CentOS 7 And Areca ARC-1883I SAS Controller: JBOD Or Not To JBOD?

Home » CentOS » CentOS 7 And Areca ARC-1883I SAS Controller: JBOD Or Not To JBOD?

January 20, 2017 Peter Peltonen CentOS 14 Comments

Hi,

Does anyone have experiences about ARC-1883I SAS controller with CentOS7?

I am planning to have RAID1 setup and I am wondering if I should use the controller‘s RAID functionality which has 2GB cache or should I go with JBOD + Linux software RAID?

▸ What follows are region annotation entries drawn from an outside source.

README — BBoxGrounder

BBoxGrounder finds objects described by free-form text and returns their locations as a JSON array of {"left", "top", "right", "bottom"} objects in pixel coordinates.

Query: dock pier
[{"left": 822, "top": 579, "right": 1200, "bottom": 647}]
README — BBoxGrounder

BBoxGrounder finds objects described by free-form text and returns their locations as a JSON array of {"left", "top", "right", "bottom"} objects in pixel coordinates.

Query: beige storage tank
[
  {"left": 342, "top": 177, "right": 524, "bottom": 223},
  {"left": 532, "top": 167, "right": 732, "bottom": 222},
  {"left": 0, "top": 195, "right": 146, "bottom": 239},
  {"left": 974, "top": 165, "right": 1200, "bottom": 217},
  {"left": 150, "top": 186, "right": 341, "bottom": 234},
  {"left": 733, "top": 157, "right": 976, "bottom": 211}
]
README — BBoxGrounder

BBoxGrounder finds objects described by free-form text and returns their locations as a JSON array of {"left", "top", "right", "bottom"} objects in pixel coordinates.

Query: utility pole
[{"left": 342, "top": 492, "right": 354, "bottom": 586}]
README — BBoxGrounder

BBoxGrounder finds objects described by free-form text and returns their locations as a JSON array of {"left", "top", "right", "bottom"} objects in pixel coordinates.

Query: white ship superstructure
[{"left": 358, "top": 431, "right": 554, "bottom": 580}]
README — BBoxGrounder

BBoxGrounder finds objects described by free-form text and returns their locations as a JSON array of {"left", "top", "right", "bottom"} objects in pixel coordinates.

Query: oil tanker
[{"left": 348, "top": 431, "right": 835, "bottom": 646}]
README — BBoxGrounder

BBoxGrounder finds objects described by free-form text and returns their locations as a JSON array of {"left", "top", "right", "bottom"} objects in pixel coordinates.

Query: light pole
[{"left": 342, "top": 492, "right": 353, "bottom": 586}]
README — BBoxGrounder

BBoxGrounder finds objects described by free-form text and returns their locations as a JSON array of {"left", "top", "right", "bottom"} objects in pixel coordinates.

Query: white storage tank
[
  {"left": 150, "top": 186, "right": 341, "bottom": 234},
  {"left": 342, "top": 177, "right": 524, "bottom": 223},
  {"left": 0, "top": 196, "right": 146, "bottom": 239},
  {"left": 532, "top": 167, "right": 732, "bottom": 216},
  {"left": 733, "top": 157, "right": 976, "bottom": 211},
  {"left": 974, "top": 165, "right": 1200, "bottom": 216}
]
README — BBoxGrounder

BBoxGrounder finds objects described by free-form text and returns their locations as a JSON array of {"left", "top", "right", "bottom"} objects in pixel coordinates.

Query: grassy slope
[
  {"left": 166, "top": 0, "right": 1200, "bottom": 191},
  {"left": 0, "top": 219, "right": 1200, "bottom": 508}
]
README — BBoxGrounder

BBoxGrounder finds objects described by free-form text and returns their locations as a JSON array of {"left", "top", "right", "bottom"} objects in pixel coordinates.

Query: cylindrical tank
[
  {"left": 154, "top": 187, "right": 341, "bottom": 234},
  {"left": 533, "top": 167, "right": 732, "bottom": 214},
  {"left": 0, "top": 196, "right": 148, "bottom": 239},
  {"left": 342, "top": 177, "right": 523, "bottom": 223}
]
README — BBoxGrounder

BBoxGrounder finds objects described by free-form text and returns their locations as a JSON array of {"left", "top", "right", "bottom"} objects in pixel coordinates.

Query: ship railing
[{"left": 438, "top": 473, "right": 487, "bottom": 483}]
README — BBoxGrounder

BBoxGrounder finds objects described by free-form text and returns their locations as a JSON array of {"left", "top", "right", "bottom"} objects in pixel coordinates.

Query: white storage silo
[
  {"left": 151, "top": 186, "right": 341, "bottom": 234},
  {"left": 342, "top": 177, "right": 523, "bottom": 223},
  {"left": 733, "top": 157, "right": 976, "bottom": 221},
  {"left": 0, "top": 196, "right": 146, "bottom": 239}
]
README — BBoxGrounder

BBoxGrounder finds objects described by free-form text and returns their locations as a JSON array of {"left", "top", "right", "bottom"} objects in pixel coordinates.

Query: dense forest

The disks I am going to use are 6TB Seagate Enterprise ST6000NM0034
7200rpm SAS/12Gbit 128 MB

If hardware RAID is preferred, the controller’s cache could be updated to 4GB and I wonder how much performance gain this would give me?

Thanks!
Peter

14 thoughts on - CentOS 7 And Areca ARC-1883I SAS Controller: JBOD Or Not To JBOD?

Nux! says:

January 20, 2017 at 12:22 pm

Haven’t used Areca in a very long time, but with raid controllers the rule is to use it in order to take advantage of the cache. The performance gains will be more than significant, especially for writes.

hth
Joseph L. says:

January 20, 2017 at 1:00 pm

Sorry to hear that, my experience is the Seagate brand has the shortest MTBF
of any disk I have ever used…

Lots, especially with slower disks. You can also leverage write back caching if you have a battery on the controller as well. There are countless frameworks and one off utilities that can properly report on the throughput for various patterns, set it up both ways and know for sure.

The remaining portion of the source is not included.